# Clear the workspace
rm(list = ls()) # Clear environment
gc()            # Clear unused memory
##          used (Mb) gc trigger (Mb) max used (Mb)
## Ncells 450076 24.1     966460 51.7   638942 34.2
## Vcells 804307  6.2    8388608 64.0  1633064 12.5
cat("\f")       # Clear the console

Set-up and background

The assignment is worth 100 points. There are 27 questions. You should have the following packages installed:

library(tidyverse)
library(patchwork)
library(fixest)

In this problem set you will summarize the paper “Evolutionary Origins of the Endowment Effect: Evidence from Hunter-Gatherers” (Apicella et al., AER 2011) and recreate some of its findings.

1 Big picture

[Q1] What is the main question asked in this paper?

What factors influence rational economic behavior through biases such as the endowment effect?

[Q2] Describe the Hadza.
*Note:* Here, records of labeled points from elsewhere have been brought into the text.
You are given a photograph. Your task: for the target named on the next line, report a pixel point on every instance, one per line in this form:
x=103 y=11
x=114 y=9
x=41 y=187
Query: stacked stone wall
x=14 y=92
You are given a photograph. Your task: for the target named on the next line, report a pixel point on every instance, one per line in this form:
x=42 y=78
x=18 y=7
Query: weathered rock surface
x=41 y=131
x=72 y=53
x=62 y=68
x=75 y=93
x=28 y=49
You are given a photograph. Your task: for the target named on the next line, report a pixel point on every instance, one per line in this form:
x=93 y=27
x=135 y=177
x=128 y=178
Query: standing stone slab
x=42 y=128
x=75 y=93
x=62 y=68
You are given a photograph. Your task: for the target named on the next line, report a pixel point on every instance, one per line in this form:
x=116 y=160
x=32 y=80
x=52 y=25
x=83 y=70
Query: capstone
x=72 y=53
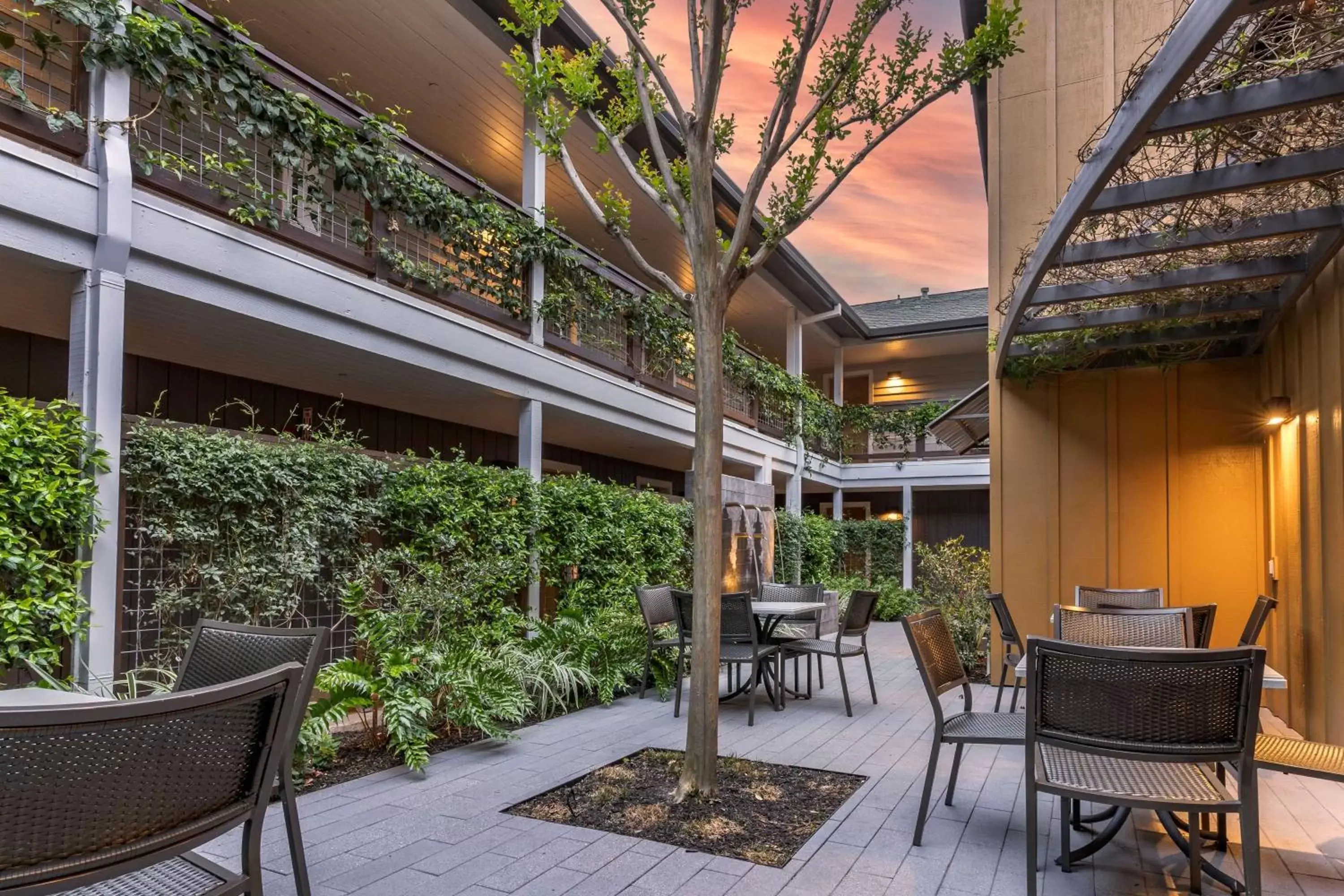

How do they differ from market-based societies?

The Hadza are a population of hunter-gatherers in Northern Tanzania. Much of their society is based on sharing resources equally among all members of the community, and in doing so, the sense of individual ownership is absent. In market-based societies, individual ownership is present as members of those societies act on behalf of themselves or their immediate family.

[Q3] Summarize the experiment design. Pay attention to the source of randomization.

The Hadza are a population of hunter-gatherers with villages spread across Northern Tanzania, with some villages more isolated and other villages located closer to modern communities. Having similar populations located near and far from exposure to modern markets offers the ability to test if that exposure has any influence on the endowment effect. This randomization of geographic proximity to modern society can help determine if it is a factor in the endowment effect.

[Q4] Why did the authors use biscuits and lighters and their design?

The author used biscuits and lighters because it introduces the idea of durable vs. non-durable goods. Biscuits are non-durable so they are not as easily shared with the camp and can only be consumed once, whereas lighters can be passed around and used multiple times.

[Q5] Summarize the main results of the experiment.

The experiment yielded that higher exposure to modern markets leads to the endowment effect being more present in the Hadza population.

[Q6] How do the results of this study compare to the sportcards market study by List (2003)?

In the study by List, the participants live in a modern society so their exposure to modern markets is more prevalent. The study is testing the influence trading experience on the endowment effect. The type of good being tested is sportcards. The difference between this study and List’s is the population (modern vs. hunter-gatherers) and exposure to markets vs. the population’s experience in trading. Also, the type of good matters here too as biscuits and lighters are basic goods that are used for survival while sportscards are a leisure product.

[Q7] What do these results tell us about preferences? Are they endogenous or exogenous?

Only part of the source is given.